© JUNGE FREIHEIT Verlag GmbH & Co.  www.jungefreiheit.de  16/12 13. April 2012

Der Flaneur
Gebräuntes Gorbitz
Josef Gottfried

Dresden, Straßenbahnhaltestelle in Gorbitz, die fehlgeschlagene Waschbeton-Utopie des sozialistischen Städtebaus. Ich warte auf die Linie 2, überall liegen Kippenreste auf dem Boden.

Vor mir steht der Hintern einer 19jährigen, sie nimmt einen letzten Zug aus ihrer Zigarette, läßt sie fallen und tritt auf den Stummel, bis er nicht mehr qualmt. Zwei Sitze neben mir sitzt ein magerer, alter, gräulicher Typ. Er ist eigentlich nur eine Fußnote.

Ich schaue wieder auf die 19jährige, von unten nach oben: neue, bunte Turnschuhe, knallenge weiße Jeans und ein violettes Shirt, das ihre weiblich-feiste Figur betont. Das Teil sitzt so eng, daß ich Riemen und Verschluß ihres BHs in ihrem Fleisch ausmachen kann.

Die künstlichen Nägel sind aufwendig mit Mustern verziert, ihre schwarz gefärbten Haare haben eine lila Strähne, sie hat weder ihr Make-up noch ihre Frisur dem Zufall überlassen. Ihre Haut ist tief braun, im April, bei ihrer deutsch wirkenden Physiognomie wird sie wohl im Solarium gewesen sein.

Ein junger Mann nähert sich der Haltestelle, er ist vielleicht 25, ebenfalls deutsch und tiefbraun wie sie. Wie fast alle jungen, gesunden Menschen in Gorbitz. Die 19jährige kennt ihn wohl, denn sie lächelt ihm zu und stolziert in seine Richtung. Ich bin auch nur eine Fußnote.

Sein enges Oberteil betont die ausgeprägte Brustmuskulatur. Er geht breitbeinig, kaut Kaugummi und schaut finster drein. Mit der karottenförmigen Jeans, der Picaldi-Baseballjacke und den raspelkurzen, zum Scheitel gegelten Haaren sieht er bullig aus.

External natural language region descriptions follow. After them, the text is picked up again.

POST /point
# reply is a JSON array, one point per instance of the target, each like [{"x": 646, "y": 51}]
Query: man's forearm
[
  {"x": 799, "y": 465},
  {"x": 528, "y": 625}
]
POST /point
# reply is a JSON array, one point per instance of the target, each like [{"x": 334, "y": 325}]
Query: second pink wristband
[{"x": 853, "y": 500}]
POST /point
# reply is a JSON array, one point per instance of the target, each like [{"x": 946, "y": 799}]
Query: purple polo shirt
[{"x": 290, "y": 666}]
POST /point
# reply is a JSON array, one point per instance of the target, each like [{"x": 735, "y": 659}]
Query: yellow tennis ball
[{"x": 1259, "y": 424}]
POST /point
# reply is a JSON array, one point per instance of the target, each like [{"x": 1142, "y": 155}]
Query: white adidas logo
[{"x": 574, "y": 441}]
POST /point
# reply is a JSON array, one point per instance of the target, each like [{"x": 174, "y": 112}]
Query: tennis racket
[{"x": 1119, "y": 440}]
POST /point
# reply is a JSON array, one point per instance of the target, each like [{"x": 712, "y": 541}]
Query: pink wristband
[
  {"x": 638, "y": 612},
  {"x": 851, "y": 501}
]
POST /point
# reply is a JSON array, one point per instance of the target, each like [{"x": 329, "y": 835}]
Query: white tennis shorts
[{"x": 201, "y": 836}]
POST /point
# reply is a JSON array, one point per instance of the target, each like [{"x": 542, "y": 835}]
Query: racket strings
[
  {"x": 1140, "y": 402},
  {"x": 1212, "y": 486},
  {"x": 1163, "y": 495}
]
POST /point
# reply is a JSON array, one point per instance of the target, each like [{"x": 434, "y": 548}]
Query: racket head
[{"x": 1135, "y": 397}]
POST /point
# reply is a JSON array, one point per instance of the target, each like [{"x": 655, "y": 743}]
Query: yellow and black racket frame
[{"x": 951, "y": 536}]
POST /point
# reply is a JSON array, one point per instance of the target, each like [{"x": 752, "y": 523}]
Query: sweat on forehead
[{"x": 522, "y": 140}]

Um den Hals trägt er eine schwere Weißgoldkette. Seine bunten Turnschuhe sind blitzblank. Sie begrüßen sich mit einer flüchtigen Umarmung und beginnen, sich über gemeinsame Bekannte zu unterhalten. Sie ist ausgesprochen weiblich, er ist ausgesprochen männlich.